Geçtiğimiz birkaç yıl içinde Mısır, Sina bölgesinde gelişmiş silahlarla donatılmış önemli miktarda askeri güç konuşlandırmak ve hatta hava kuvvetlerini kullanmak için İsrail'den izin istedi ve aldı.
Bu stratejik hamle, Mısır'ın İslamcı terörist gruplara karşı sürdürdüğü mücadele kapsamında gerçekleştirilmiştir. Bu dönemde Mısır'dan gelen açıklamalar, İsrail askeri güçlerinin Mısır'daki çatışmalara aktif katılımına ışık tutarken, teröristlerin kalelerinin tespit edilip ortadan kaldırılmasını büyük ölçüde kolaylaştıran güçlü bir istihbarat işbirliğinin de ortaya çıkmasını sağladı.
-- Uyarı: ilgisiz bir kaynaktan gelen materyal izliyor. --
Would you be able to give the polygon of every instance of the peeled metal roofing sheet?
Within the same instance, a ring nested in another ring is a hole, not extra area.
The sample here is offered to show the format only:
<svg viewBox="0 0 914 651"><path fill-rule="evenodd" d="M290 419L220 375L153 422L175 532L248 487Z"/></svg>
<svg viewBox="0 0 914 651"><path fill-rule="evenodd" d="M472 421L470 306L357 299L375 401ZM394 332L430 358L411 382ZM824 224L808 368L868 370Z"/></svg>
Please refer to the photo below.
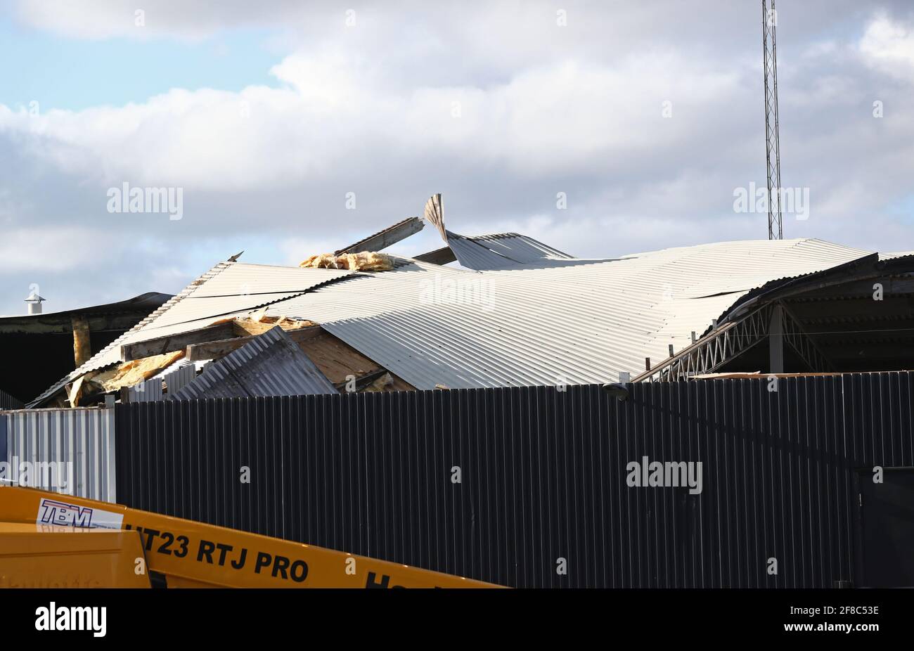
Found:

Aynı zamanda İsrail'in Refah sınır kapısının Filistin bölümüne hakim olması Mısır'ın Hamas üzerindeki birincil etkisini önemli ölçüde azalttı. Çatışmadan önce, sınırsız mal ve insan dolaşımına olanak sağlayan geçiş, Hamas'a Gazze sakinlerinin yaşamlarını yönetmek için güçlü bir araç sağlıyordu.
Dahası, her giriş ve çıkış izninden alınan “komisyonlar” sayesinde kazançlı bir gelir kapısı işlevi görüyordu. Mısır'ın geçidi kapatma kabiliyeti Hamas'ın İsrail'e karşı davranışları üzerinde önemli bir etkiye sahipti.
Mısır ve Hamas arasındaki koordinasyon, geçidin Mısır tarafını kontrol eden Mısır istihbarat yetkililerine de büyük kazançlar sağladı. Mısır'dan ayrılmak isteyen bölge sakinleri, Mısırlı yetkililere ve özellikle de Cumhurbaşkanı Sisi'ye sadık İbrahim Arjani'nin sahibi olduğu Mısırlı Halaa şirketine “geçiş ücreti” olarak 5 bin ila 10 bin dolar gibi yüksek miktarlarda para ödemek zorunda kaldı.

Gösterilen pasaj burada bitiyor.